Presumably, the missing persons are somehow related to the unseen thing that apparently escaped into the woods during the prologue. At least Katie Wells did not stay missing long. She reappeared a day later, just in time to enjoy her disgraced father’s release from prison. She would be worried about Eddie Wells potentially threatening her Turkish boyfriend, but Mehmet Shah turns up dead, having fallen from the roof of Bracknell’s plant—suspiciously if you ask Ajunwa, but not so, according to Markel. It turns out there might be some answers on the darkweb, they really just lead to more questions.

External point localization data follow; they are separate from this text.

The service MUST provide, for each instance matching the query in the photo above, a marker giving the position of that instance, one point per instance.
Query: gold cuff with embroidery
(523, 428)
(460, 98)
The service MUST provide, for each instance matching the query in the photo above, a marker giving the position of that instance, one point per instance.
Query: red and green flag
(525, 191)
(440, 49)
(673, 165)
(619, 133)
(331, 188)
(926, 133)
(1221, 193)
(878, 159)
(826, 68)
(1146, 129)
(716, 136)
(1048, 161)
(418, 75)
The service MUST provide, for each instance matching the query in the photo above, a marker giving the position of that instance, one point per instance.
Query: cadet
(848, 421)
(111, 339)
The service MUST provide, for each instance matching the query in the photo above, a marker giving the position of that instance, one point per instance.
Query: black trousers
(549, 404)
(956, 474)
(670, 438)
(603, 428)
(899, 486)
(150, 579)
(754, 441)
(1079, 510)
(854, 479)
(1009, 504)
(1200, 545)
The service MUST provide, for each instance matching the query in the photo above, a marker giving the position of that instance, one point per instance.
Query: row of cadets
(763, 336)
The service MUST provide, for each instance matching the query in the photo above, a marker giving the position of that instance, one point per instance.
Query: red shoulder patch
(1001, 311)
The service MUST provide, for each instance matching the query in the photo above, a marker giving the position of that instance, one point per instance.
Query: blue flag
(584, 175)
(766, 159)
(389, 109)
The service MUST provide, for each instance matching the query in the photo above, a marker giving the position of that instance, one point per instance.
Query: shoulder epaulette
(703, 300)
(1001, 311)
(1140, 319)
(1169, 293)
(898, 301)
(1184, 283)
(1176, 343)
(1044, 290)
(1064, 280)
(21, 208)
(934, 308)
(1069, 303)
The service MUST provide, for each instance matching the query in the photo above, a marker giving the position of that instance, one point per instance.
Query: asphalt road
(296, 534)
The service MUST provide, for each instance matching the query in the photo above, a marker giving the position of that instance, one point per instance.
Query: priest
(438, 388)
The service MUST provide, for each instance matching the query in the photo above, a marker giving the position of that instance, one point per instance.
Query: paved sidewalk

If the dark web had been around during the time of Twin Peak’s first season, Laura Palmer’s profile would have been all over it. That is clearly the vibe Buchan was going for, but he spends much more time and energy setting up a prospective second season than delivering any degree of payoff in the here and now. While Passenger liberally borrows elements from many shows that came before it, Buchan’s six episodes ultimately amount to less than meets the eye. It almost feels like the product of a small-town mystery Mad Libs.
That cobbled-together-feeling narrative is a shame, because the ensemble cast is quite strong. Wunmi Mosaku convincingly portrays Ajunwa as both a sympathetically neurotic mess and a forceful cop not to be trifled with. She also has terrific chemistry with Hubert Hanowicz playing her schlubby almost-but-not-quite-boyfriend, Jakub Makowski, an immigrant Polish mechanic.
David Threlfall is devastating as the deeply scarred Bracknell and Barry Sloane broods harder than a coffin nail as his pariah assailant. However, Arian Nik and Ella Bruccoleri hit all the wrong, shticky notes as Ajunwa’s trainee officers, Nish Chowdry and Allsion Day.
Directors Nicole Charles and Lee Haven Jones maintain a good deal of tension, but ultimately Passenger is too coy for its own good. There is a good deal of reassuring police procedural business and Ajunwa’s disdain for authority is certainly healthy, but the sixth episode leaves viewers wanting more, in the wrong way. There are worse options, but there are also considerably better streaming alternatives when Passenger launches today (10/17) on BritBox.